Zuletzt wies auch das FG Baden-Württemberg die beiden anhängigen Verfahren (8 K 2368/22 und 8 K 1582/23) zum Grundsteuermodell in Baden-Württemberg ab. Das FG ließ jedoch die Revision zum BFH zu, womit die Chance besteht, dass zeitnah ein Hauptsacheverfahren zur neuen Grundsteuer beim BFH anhängig wird.
Reform des Grundsteuer- und Bewertungsrechts
Es wird ein neues wertabhängiges Bewertungssystem für Grundstücke eingeführt, das für Wohnimmobilien ein Ertragswertverfahren vorsieht. Grundstücke werden grundsätzlich mit dem Bodenrichtwert bewertet.
Für Nichtwohngrundstücke ist ein Sachwertverfahren zur Ermittlung der Bemessungsgrundlage vorgesehen. Für die Betriebe bedeutet dies, dass der Wert von gewerblich genutzten Grundstücken durch Bodenrichtwerte bestimmt wird und die Gebäudewerte nach einem aufwendigen Sachwertverfahren. Aufgrund der Öffnungsklausel für die Länder, wird die Bewertung in Abhängigkeit von der Belegenheit des jeweiligen Grundstücks nach den jeweils geltenden gesetzlichen Regelungen des entsprechenden Bundeslandes erfolgen.
Mit dem Grundsteuer-Reformgesetz wurde geregelt, dass zum 01.01.2022 alle Grundstücke im gesamten Bundesgebiet für Zwecke der Grundsteuer neu zu bewerten sind. Auf diesen Stichtag wird erstmalig der Grundsteuerwert festgestellt (sog. Hauptfeststellung). Dieser löst dann ab 2025 den Einheitswert ab.
Die Finanzministerkonferenz (FMK) hat sich in ihrer Sitzung am 13. Oktober 2022 darauf geeinigt, die Frist für die Abgabe der Grundsteuerwerterklärungen bundesweit bis zum 31. Januar 2023 zu verlängern.
Für Grundbesitz in den Ländern Berlin, Brandenburg, Bremen, Mecklenburg-Vorpommern, Nordrhein-Westfalen, Rheinland-Pfalz, Sachsen-Anhalt, Schleswig-Holstein, Thüringen, Sachsen und Saarland erfolgt die Ermittlung des Grundsteuerwerts nach dem Bundesgesetz (Siebenter Abschnitt des Bewertungsgesetzes: Bewertung des Grundbesitzes für die Grundsteuer ab 1. Januar 2022). Für Grundbesitz in Niedersachsen, Hamburg, Hessen, Baden-Württemberg und Bayern gelten hingegen die jeweiligen Landesgesetze.

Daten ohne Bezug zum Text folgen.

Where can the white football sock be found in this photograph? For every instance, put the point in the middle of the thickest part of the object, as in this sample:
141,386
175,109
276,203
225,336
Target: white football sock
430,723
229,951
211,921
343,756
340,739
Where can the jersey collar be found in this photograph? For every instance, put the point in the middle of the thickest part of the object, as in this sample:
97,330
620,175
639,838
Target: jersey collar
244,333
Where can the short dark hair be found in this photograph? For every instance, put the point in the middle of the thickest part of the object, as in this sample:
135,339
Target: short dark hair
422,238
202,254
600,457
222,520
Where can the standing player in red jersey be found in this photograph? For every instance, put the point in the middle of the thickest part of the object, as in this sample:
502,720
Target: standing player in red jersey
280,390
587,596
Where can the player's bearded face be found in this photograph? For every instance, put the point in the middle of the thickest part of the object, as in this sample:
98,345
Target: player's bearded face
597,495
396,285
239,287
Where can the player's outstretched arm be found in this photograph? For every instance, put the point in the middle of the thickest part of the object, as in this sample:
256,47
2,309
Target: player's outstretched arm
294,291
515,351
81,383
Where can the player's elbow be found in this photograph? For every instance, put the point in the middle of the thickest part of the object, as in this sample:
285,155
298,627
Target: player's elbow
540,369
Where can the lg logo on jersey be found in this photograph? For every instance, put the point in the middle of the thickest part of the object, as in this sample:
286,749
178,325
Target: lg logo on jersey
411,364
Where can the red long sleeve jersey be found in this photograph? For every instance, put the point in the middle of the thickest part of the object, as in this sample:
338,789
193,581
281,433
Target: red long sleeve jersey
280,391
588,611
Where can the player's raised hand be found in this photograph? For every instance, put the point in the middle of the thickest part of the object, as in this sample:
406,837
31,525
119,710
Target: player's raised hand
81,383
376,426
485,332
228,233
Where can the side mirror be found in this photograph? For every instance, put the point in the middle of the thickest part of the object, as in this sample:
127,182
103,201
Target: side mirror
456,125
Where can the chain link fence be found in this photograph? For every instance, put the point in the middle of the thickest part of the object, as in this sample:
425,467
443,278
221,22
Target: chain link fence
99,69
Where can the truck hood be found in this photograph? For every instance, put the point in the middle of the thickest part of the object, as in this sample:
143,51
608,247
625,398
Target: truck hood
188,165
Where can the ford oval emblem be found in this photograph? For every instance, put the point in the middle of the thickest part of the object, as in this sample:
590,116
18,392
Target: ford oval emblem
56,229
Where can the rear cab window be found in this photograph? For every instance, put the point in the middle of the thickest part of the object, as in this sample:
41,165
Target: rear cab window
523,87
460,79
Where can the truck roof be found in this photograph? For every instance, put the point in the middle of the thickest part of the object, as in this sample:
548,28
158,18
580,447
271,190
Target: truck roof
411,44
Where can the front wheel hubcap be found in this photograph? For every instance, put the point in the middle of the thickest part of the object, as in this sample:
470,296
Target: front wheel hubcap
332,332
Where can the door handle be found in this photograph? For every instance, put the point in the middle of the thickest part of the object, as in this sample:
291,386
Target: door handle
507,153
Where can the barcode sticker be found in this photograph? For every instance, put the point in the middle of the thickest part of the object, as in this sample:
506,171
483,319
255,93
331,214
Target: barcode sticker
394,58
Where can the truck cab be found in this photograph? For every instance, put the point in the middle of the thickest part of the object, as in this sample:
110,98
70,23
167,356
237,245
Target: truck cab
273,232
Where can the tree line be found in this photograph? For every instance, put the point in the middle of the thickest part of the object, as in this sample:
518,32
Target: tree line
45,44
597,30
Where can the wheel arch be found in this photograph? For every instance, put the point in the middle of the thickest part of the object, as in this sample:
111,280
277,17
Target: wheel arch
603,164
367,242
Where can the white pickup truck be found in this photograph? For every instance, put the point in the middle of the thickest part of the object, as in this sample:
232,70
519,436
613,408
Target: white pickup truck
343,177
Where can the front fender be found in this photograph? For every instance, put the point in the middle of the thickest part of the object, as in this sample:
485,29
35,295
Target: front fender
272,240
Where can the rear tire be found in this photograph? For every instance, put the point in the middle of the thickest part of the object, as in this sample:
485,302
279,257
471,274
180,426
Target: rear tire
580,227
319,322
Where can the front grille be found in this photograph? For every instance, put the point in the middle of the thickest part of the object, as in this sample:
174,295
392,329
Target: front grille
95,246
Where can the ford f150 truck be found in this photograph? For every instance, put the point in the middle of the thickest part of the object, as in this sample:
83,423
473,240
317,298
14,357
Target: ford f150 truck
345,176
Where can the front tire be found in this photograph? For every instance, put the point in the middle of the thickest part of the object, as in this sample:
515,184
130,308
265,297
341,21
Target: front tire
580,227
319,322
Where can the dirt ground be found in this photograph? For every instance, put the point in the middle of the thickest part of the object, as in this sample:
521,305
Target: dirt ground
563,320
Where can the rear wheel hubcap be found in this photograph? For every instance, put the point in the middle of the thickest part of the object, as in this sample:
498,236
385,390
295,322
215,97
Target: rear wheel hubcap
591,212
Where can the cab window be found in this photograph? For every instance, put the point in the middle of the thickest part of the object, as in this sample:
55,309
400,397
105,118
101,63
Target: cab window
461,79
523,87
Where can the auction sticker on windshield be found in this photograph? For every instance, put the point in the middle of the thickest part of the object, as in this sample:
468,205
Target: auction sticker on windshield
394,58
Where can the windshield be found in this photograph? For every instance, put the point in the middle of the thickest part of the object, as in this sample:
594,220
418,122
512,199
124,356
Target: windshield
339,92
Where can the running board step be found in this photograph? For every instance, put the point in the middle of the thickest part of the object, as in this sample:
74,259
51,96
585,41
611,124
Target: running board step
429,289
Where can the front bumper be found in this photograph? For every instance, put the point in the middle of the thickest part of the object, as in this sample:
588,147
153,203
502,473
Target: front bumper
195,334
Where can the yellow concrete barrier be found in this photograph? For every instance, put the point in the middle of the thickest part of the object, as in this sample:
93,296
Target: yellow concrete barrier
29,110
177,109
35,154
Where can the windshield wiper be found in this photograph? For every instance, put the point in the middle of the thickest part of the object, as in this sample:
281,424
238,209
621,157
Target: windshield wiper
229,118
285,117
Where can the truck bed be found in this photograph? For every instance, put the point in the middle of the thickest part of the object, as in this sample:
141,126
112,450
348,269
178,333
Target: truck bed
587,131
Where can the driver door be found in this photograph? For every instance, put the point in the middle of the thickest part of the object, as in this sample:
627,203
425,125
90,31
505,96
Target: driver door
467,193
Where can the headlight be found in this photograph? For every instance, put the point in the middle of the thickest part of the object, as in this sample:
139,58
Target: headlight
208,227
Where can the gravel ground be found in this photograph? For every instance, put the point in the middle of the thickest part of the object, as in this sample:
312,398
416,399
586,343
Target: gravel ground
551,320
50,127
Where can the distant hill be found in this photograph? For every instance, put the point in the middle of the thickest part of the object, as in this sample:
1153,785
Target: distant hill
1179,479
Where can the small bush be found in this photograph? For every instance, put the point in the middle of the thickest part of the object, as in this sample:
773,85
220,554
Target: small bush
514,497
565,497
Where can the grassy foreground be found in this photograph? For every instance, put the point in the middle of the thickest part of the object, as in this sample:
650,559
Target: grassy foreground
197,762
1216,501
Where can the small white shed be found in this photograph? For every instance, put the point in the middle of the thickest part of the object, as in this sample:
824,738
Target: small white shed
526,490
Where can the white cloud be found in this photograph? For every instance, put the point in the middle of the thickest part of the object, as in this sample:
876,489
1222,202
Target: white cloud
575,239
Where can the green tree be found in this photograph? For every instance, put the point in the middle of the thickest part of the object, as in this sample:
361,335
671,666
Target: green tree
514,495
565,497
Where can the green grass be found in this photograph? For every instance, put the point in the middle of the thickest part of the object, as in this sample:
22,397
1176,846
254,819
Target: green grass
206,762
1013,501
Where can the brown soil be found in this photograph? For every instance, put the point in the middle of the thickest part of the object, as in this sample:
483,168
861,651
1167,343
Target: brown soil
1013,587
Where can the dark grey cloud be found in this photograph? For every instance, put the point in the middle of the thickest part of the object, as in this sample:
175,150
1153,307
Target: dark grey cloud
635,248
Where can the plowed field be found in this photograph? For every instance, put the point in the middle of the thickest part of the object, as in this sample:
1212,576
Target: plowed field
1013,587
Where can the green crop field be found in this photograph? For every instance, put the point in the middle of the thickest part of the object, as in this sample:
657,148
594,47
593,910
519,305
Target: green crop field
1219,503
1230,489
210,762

Am meisten Daten verlangt das Berechnungsverfahren des Bundesmodells. Dieses Modell soll durch eine Vielzahl an Variablen möglichst genau die Werte der Grundstücke und Gebäude abbilden. Gerechnet wird dafür mit Bodenrichtwert, Grundstücksfläche, Immobilienart, statistischer Nettokaltmiete, Gebäudefläche, dem möglichen Gebäudealter und Mietniveaustufe. Folgende Daten sollten Grundstückseigentümer in jeweiligen Ländern bereit halten
Daten-Check für die Grundsteuer
Art des Modells | Angaben des Eigentümers |
Bundesmodell | Grundbuchdaten, Art der Nutzung, Bodenrichtwert, Aktenzeichen des Einheitswertes, Wohnfläche, Art der Immobilie, Anzahl kleiner, mittlerer und großer Wohnungn, Anzahhl der Garagen und Stellplätze, mögliches Gebäudealter, Grundstücksfläche |
Flächenfaktormodell (Bayern, Hessen, Hamburg, Nierdersachsen) | Grundbuchdaten, Art der Nutzung, Bodenrichtwert, Aktenzeichen des Einheitswertes, Wohnfläche, Grundstücksfläche |
Bodenwertmodell (Baden-Württemberg) | Grundbuchdaten, Art der Nutzung, Bodenrichtwert, Aktenzeichen des Einheitswertes, Grundstücksfläche |
Quelle: KPMG
Unter den nachfolgenden Links finden Sie weitergehende Informationen der einzelnen Bundesländer:
Einführung einer Grundsteuer C
Teil der Reform ist auch die Einführung einer Grundsteuer C, mit der Gemeinden auf Wunsch unter bestimmten Voraussetzungen für baureife Grundstücke einen erhöhten Hebesatz anwenden dürfen, um Anreize für ein zügiges Bebauen zu setzen.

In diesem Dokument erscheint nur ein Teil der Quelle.